A.6.8 — Do employees know how to report IS events, and is reporting actively encouraged?
Demonstrate that employees understand how to report information security events through defined channels and that the organization actively promotes and facilitates such reporting.
Description
What this control does
This control ensures that employees are trained and equipped with clear procedures to report information security events, incidents, weaknesses, and potential threats through established channels. Organizations must provide accessible reporting mechanisms (e.g., email aliases, ticketing systems, hotlines), communicate them regularly through training and awareness campaigns, and create a no-blame culture that actively encourages timely reporting. Effective incident reporting reduces detection-to-response time and prevents minor events from escalating into major breaches.
Control objective
What auditing this proves
Demonstrate that employees understand how to report information security events through defined channels and that the organization actively promotes and facilitates such reporting.
Associated risks
Risks this control addresses
- Delayed incident detection and response due to employees failing to recognize or report suspicious activities
- Security events escalating into major breaches because staff do not know whom to contact or how to escalate
- Fear of reprisal discouraging employees from reporting security mistakes or policy violations, hiding critical intelligence
- Inconsistent or ad-hoc reporting pathways causing loss of event data and preventing trend analysis
- External attackers exploiting social engineering or phishing because employees lack confidence in reporting suspicious communications
- Insider threats going undetected when colleagues observe anomalous behavior but have no clear reporting mechanism
- Regulatory non-compliance due to unreported data breaches or security incidents exceeding mandated notification windows
Testing procedure
How an auditor verifies this control
- Obtain and review the organization's information security event reporting policy, procedure, and any published guidance materials or job aids.

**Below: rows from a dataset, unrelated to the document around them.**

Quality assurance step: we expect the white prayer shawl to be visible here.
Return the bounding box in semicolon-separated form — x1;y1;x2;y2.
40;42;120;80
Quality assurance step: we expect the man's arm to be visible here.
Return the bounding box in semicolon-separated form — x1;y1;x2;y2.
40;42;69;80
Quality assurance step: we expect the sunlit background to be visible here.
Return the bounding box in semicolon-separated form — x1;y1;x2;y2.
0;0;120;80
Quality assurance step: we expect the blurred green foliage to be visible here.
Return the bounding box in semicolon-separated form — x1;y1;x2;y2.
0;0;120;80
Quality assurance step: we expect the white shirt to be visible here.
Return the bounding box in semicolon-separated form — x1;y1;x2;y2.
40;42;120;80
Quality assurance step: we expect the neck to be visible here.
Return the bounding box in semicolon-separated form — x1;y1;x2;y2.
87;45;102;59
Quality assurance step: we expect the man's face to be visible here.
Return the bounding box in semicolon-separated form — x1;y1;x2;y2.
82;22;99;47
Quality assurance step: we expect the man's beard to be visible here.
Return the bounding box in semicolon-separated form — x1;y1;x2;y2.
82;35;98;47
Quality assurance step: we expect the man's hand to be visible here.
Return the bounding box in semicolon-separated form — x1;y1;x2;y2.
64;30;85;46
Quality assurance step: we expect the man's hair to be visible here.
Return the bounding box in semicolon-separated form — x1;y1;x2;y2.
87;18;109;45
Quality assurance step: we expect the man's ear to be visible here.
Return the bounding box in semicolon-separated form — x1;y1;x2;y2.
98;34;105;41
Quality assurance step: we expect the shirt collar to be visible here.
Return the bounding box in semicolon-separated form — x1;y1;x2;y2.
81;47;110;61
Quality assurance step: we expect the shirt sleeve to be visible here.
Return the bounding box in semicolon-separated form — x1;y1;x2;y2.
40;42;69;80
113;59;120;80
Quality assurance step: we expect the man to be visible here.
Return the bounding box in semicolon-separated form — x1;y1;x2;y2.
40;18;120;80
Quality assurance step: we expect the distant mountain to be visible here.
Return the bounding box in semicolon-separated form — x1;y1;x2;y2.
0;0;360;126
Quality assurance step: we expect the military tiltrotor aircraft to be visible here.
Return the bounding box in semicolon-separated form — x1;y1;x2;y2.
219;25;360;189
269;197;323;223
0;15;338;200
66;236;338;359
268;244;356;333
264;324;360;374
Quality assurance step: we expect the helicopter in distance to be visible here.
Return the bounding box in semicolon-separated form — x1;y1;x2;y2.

- Interview a stratified sample of employees across different departments and seniority levels to assess their knowledge of reporting channels, contact points, and what constitutes a reportable event.
- Review security awareness training materials and records to confirm that incident reporting procedures, channels, and examples are explicitly covered in onboarding and periodic refresher training.
- Examine internal communications (intranet postings, newsletters, posters, email campaigns) from the past 12 months for evidence of active promotion and reminders about incident reporting.
- Request and analyze incident management system logs or ticketing records to verify that reports are being received from non-IT staff, demonstrating awareness and willingness to report.
- Conduct a simulated phishing or social engineering exercise and observe whether recipients report the test event through official channels within a reasonable timeframe.
- Review the organization's disciplinary and HR policies to confirm the existence of a no-blame or just culture statement that protects good-faith reporters from punitive action.
- Verify that reporting mechanisms are accessible and user-friendly by testing each channel (e.g., submitting a test report via email alias, web form, or hotline) and confirming receipt acknowledgment.